Thanks for all feedback in the many comments and helping me (probably) understand what a "pull up resistor" is for. Also, here is another person making the exact same case I am making here, for why "pull up resistors" are explained in a way that makes it hard to understand, https://www.youtube.com/watch?v=BxA7qwmY9mg&lc=UgiXxV6C427_iXgCoAEC.
Best Answer
To answer the question in the original title - almost always "no", it's not to drop the voltage. The role of a pull-up resistor is to make sure an input to a logic element isn't left "floating" when nothing else is driving it.
Suppose a logic block A has an output feeding into the input of B. What happens if A is switched off, disabled, or not outputting anything for some other reason? The input to B could be high, low, or some intermediate voltage that isn't even a valid logic level.

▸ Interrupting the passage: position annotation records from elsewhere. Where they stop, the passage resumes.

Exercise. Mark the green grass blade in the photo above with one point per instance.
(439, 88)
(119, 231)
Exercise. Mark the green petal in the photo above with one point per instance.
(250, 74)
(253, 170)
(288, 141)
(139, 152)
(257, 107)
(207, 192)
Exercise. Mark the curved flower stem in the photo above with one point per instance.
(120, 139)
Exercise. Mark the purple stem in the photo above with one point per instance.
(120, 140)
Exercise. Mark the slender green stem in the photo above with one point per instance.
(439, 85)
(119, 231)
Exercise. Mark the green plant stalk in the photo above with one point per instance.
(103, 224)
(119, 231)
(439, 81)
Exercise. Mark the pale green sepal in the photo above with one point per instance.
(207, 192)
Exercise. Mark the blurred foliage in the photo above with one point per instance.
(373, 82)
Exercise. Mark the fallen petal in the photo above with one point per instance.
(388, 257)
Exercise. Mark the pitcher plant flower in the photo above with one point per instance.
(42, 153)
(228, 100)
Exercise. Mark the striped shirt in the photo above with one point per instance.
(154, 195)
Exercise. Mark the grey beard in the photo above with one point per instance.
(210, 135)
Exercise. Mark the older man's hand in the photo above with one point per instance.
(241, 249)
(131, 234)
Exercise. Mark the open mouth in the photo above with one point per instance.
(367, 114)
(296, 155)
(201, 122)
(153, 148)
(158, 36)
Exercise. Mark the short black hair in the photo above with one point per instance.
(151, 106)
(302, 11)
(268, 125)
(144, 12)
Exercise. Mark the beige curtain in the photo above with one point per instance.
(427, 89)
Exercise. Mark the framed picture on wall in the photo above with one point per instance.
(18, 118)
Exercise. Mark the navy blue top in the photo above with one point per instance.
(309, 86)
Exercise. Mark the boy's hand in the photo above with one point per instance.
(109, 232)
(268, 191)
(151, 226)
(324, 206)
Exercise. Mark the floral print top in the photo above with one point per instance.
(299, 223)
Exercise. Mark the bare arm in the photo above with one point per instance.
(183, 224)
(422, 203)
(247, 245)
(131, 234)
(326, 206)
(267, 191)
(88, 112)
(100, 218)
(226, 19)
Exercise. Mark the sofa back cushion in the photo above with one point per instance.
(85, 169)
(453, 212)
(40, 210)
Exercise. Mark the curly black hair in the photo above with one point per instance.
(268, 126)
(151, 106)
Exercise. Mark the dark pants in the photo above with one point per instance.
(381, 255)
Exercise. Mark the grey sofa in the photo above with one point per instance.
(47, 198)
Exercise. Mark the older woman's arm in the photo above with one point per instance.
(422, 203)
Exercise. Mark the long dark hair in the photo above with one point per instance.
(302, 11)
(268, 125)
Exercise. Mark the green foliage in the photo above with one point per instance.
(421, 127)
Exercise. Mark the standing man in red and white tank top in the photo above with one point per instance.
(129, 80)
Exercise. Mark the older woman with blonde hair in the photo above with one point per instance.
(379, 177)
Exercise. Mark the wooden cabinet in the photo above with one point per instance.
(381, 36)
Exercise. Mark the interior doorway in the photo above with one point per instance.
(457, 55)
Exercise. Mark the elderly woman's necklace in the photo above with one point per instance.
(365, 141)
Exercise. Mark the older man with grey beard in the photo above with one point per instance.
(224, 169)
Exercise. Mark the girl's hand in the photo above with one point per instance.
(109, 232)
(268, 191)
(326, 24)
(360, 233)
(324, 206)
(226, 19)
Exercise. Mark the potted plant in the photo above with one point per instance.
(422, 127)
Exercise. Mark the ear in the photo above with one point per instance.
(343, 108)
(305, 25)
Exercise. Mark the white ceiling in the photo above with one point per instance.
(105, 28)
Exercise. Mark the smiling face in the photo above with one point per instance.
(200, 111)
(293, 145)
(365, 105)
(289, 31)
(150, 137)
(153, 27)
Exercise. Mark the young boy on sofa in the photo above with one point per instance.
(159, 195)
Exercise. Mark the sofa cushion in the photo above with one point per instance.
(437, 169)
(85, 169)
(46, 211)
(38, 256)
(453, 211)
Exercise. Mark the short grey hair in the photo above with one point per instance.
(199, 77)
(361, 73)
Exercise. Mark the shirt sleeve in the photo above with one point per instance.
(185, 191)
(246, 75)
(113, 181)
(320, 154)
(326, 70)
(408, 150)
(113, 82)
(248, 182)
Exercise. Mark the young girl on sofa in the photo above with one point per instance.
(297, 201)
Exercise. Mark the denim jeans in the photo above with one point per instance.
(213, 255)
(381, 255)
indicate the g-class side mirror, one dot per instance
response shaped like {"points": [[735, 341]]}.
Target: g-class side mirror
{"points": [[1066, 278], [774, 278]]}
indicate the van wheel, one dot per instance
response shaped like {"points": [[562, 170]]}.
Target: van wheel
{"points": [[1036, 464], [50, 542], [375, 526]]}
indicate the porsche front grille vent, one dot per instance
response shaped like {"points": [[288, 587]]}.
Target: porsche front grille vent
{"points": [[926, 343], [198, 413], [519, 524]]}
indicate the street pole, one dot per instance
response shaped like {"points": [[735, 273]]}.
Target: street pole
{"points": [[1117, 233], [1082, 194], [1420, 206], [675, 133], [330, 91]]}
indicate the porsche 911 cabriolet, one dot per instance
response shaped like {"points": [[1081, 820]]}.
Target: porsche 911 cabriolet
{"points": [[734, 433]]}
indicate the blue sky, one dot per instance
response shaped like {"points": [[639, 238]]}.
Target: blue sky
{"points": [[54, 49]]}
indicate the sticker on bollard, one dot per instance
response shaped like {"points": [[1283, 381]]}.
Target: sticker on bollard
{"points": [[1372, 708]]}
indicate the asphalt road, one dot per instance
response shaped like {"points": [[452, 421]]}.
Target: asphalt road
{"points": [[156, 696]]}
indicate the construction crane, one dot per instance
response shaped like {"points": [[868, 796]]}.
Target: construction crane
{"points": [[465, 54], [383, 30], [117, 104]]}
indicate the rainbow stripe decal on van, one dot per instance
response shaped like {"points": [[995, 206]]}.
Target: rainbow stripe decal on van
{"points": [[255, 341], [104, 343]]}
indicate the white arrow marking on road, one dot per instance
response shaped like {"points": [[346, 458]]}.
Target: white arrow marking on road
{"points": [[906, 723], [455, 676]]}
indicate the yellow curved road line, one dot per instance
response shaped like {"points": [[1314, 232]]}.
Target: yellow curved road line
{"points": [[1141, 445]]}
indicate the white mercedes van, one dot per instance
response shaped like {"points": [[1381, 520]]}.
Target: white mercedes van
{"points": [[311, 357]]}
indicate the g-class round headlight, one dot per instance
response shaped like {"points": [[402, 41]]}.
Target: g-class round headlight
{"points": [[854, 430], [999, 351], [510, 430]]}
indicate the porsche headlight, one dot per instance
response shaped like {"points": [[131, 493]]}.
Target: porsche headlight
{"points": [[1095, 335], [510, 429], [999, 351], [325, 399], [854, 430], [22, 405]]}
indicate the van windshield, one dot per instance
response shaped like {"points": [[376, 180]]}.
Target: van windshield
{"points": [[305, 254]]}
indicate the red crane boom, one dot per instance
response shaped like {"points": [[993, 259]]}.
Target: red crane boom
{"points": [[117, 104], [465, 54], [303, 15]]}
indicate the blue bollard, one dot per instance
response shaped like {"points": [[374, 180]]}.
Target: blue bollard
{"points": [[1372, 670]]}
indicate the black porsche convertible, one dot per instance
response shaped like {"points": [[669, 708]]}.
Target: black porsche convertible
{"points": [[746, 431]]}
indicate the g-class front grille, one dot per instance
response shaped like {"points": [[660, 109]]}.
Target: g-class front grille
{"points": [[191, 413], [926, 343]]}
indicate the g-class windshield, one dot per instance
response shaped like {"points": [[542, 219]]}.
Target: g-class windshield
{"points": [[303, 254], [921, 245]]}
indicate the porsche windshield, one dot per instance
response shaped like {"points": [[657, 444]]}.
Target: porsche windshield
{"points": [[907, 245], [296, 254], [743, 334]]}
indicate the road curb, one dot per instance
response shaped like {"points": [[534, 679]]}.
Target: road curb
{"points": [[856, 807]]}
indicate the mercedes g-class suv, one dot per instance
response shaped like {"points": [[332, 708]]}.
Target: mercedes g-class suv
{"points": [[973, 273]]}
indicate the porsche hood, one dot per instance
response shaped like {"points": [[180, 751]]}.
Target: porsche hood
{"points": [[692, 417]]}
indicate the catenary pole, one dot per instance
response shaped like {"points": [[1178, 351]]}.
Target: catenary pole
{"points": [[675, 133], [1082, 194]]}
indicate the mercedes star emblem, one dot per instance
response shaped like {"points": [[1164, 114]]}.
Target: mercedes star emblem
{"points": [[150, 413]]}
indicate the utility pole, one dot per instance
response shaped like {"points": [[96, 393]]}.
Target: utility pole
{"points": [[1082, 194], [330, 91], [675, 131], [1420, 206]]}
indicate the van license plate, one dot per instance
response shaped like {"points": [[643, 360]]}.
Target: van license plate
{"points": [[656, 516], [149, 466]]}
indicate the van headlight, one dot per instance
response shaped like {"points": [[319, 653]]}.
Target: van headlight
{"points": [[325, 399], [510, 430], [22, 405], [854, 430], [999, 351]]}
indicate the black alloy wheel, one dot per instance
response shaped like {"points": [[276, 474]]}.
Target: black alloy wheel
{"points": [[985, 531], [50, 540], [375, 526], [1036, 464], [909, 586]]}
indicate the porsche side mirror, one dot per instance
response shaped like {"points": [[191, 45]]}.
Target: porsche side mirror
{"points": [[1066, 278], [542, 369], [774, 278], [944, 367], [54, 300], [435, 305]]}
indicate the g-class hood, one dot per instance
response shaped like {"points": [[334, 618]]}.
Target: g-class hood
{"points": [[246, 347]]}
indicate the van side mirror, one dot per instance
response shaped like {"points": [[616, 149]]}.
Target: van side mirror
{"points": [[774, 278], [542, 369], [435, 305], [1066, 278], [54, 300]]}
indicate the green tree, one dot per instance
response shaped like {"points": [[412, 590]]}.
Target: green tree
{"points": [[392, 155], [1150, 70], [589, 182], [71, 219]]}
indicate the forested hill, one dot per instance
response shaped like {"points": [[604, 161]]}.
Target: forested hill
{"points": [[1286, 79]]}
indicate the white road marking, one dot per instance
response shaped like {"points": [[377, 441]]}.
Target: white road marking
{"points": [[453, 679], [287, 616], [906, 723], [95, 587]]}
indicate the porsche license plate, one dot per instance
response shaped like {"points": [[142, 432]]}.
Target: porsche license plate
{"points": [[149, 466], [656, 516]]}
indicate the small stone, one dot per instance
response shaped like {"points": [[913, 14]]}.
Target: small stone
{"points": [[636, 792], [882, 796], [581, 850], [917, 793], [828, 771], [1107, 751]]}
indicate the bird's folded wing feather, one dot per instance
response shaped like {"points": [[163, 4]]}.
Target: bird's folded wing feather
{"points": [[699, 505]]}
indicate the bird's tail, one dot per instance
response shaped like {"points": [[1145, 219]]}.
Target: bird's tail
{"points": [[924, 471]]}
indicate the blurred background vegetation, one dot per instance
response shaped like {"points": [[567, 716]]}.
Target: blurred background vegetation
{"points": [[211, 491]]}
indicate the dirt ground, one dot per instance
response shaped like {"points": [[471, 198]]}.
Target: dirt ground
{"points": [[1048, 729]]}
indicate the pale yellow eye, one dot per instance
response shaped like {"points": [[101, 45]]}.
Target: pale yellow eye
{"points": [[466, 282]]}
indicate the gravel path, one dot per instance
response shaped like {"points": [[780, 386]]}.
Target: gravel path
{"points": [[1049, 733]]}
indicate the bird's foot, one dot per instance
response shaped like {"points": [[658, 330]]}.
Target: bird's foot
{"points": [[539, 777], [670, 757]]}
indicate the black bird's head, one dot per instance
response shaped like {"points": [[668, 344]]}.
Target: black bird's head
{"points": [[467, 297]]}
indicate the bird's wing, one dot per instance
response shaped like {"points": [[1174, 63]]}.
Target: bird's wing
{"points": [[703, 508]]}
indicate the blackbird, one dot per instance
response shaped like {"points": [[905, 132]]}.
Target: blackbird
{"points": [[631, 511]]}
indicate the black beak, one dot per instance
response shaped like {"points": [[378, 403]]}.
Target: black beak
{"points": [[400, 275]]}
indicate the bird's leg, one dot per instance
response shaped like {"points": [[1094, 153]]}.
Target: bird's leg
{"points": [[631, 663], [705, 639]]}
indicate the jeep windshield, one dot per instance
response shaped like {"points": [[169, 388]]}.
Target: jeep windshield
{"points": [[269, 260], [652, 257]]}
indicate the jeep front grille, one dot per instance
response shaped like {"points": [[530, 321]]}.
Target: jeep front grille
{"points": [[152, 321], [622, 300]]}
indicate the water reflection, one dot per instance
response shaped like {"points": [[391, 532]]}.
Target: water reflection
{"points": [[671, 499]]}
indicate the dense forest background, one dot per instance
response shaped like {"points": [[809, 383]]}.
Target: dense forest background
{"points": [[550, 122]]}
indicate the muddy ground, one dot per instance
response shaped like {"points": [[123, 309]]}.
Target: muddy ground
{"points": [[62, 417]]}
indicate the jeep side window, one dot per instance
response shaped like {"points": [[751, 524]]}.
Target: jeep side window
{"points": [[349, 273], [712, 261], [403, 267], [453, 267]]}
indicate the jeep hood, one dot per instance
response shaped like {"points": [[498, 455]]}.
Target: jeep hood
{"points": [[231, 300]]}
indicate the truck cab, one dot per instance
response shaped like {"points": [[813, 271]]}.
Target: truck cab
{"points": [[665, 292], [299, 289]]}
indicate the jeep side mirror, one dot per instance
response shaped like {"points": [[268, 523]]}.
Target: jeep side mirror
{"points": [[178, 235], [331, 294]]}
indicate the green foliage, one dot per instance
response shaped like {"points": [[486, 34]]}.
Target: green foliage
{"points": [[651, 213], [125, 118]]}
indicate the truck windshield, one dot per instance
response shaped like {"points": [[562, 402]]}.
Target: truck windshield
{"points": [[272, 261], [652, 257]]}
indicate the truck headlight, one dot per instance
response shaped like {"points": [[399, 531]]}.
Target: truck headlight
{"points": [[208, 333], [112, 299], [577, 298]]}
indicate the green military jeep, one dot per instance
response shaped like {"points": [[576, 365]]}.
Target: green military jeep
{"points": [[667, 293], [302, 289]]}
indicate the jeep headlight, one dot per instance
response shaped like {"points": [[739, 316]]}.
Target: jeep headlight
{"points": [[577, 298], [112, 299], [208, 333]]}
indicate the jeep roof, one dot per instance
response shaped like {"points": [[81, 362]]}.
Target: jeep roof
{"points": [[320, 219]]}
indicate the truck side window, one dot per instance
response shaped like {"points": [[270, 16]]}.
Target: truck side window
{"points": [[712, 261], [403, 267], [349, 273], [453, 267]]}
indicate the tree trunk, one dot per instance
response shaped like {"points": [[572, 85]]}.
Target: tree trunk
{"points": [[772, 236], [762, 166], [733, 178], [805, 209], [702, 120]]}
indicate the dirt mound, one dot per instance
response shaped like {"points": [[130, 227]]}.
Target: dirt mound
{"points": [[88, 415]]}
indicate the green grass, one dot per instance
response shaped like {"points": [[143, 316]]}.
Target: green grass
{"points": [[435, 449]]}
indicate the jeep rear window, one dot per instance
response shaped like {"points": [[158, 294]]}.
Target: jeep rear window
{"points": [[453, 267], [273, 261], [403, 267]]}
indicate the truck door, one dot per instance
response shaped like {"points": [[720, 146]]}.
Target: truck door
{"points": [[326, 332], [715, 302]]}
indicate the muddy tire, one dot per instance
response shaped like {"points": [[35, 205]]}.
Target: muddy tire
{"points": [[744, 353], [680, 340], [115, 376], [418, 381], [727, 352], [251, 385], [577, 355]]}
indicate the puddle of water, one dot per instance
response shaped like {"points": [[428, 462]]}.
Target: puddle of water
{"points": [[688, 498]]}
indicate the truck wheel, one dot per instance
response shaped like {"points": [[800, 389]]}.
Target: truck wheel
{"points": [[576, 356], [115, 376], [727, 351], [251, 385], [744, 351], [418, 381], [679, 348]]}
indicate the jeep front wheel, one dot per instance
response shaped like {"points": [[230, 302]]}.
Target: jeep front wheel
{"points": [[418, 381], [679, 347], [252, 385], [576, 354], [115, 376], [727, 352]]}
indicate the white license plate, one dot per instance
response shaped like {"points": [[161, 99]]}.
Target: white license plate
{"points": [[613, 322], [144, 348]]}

Connecting a resistor between the power rail and the input to B ensures that it will always be pulled high if nothing else is driving it. It has to be a resistor, because A still needs to be able to change the voltage on B's input.
A strong pull-up has a low resistance, as it allows more current to flow. A weak pull-up has a high resistance. It's an engineering judgement what value resistor you need based on the characteristics of A and B.
Pull-down resistors are also a thing. They are used when you want an input to go low when nothing else is driving it.
Here's an example of where a pull-up resistor is useful. A couple of years ago, I was developing software to run on a rack of electronics. The rack had a backplane, into which you could plug processor cards.
One of the lines on that backplane was Reset. If it was high (around 3.3V), then all the cards in the rack would work as normal. If it was low, everything would halt. When the line went high again, all the cards would reboot.
That Reset line had to be at a well-defined voltage. If it was left floating, it could be high, low, or any voltage in between. If the voltage was in the undefined range between "high" and "low", everything could go haywire.
The designers of the backplane put a resistor between the 3.3V power line and Reset. In the absence of anything else, the Reset line was pulled high, and everything worked.
There was a push-button on the front of the rack. Pressing it shorted the Reset line to ground, resetting all the cards.
The designers of the rack included a handy "Reset" socket to the front of the rack. We made up a bit of electronics to drive a transistor connected between Reset and Ground. The electronics was driven by a USB port on a PC next to the rack. By turning the transistor on, then off again, I could reset the whole rack remotely, under software control. That was really useful for hands-off testing.
This only worked because of the pull-up resistor. Without the resistor, the Reset line would float to an undefined voltage. If the resistor had been replaced by a zero ohm wire link, then attempting to reset the rack would have shorted out the power supply and done some serious damage.